Eğer Murahhas aza kooperatifte fiilen çalışmakta ve mesai saatleri içinde görev yapmakta ise mutlaka sigorta ödemesi yapılması gerekmektedir.
Aksi takdirde cezai sorumluluklar söz konusu olmaktadır.
KOOPERATİFLERDE YÖNETİM VE DENETİM KURULU ASIL ÜYELİKLERİNDE BOŞALMA OLURSA YAPILACAK İŞLEMLER NELERDİR ?
Hazırlayan : Mali Müşavir Evren ÖZMEN
Kooperatiflerde yönetim ve denetim kurulu asıl üyeliklerinde gerek istifa gerekse başka nedenlerle boşalma olduğu taktirde yapılacak işlem konusunda tereddüt yaşandığı görüldüğünden, bu konuda yapılması gereken uygulamaya özetle aşağıda yer verilmiştir.
1163 sayılı Kooperatifler Kanunu’nun 42/2. maddesine ve bu kanunun 88.maddesine istinaden Bakanlıkça çıkarılan örnek anasözleşmenin 23/2.maddesine göre yönetim ve denetim kurullarını seçme görev ve yetkisi genel kurula ait olup, bu yetki başka bir organa devredilememektedir.
Bilindiği üzere kooperatiflerde yönetim kurulu üye sayısı en az 3, denetim kurulu üye sayısı ise en az 2 kişidir. Yönetim kurulu üyelerinin görev süresi en fazla 4 yıl olduğu halde, denetim kurulu üyelerinin görev süresi ise en fazla 3 yıldır.
Yönetim ve denetim kurulu asıl üye sayısı kadar yedek üyenin de genel kurulca seçilmesi zorunluluğu bulunmaktadır.
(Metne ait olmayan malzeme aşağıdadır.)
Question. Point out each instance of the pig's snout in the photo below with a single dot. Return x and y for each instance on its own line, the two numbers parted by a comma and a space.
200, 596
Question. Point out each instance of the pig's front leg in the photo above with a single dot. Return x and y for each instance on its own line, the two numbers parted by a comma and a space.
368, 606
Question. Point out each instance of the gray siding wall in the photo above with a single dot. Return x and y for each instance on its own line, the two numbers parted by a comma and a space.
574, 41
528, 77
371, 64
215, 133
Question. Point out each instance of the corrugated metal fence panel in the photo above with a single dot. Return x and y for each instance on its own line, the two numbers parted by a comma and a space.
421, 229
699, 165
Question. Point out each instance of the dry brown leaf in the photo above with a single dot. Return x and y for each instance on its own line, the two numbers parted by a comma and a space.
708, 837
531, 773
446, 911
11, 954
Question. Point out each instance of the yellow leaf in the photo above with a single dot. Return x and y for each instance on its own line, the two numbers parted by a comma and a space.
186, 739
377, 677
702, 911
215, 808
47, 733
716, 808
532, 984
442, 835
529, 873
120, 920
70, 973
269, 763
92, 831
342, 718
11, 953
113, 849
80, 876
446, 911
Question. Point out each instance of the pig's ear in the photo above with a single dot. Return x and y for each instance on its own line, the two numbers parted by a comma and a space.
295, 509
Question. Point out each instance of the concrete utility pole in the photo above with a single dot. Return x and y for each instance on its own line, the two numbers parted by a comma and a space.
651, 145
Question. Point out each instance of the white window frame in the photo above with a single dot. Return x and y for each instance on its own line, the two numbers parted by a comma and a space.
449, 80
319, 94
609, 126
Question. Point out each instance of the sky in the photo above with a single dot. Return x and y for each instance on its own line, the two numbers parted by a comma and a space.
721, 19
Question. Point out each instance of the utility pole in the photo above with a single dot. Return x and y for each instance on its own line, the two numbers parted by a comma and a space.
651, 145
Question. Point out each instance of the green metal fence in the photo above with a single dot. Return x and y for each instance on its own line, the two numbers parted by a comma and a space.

Bu nedenle yönetim ve/veya denetim kurulu asıl üye sayısında boşalma olduğu taktirde, genel kurulca seçilen sayıda asıl üyelerin çalışma zorunluluğu bulunduğundan aşağıdaki doğrultuda işlem yapılarak asıl üye sayısı kadar kişi ile yönetim ve/veya denetim kurullarının çalışması gerekmektedir. Aksi halde asıl üyelerde boşalma söz konusu olduğu halde, genel kurulca seçilen sayıya tamamlanmamış olması cezai yaptırımı gerektirmektedir. (KK. 56/6)
a-Yönetim kurulu asıl üyeliğinin boşalması durumunda yapılacak işlem:
Yönetim kurulu asıl üyelerinin genel kurulca seçilen sayıda çalışması gerekmektedir. Her ne kadar uygulamada yönetim kurulu toplantı nisabını (çoğunluğunu) kaybetmediği durumlarda yedek üye çağrılmadan işlem yapılmakta ise de, bu uygulama kooperatifler mevzuatına aykırıdır. Dolayısıyla genel kurulca seçilen sayıda yönetim kurulu üyelerinin çalışması zorunluluğu bulunmaktadır.
Yönetim kurulu üyeliğinden boşalma olduğu taktirde, mevcut yönetim kurulu toplantı nisabını kaybetmemişse yönetim kurulu tarafından yedeklerden alınan oy sayısına göre, liste halinde ise kur’a ile tespit edilerek çağrılan yedeklerle asıl üye sayısı tamamlanır. Eğer yönetim kurulu üyeliğinden boşalma dolayısıyla mevcut yönetim kurulu toplantı nisabını kaybederse yedekler denetçiler tarafından çağrılır.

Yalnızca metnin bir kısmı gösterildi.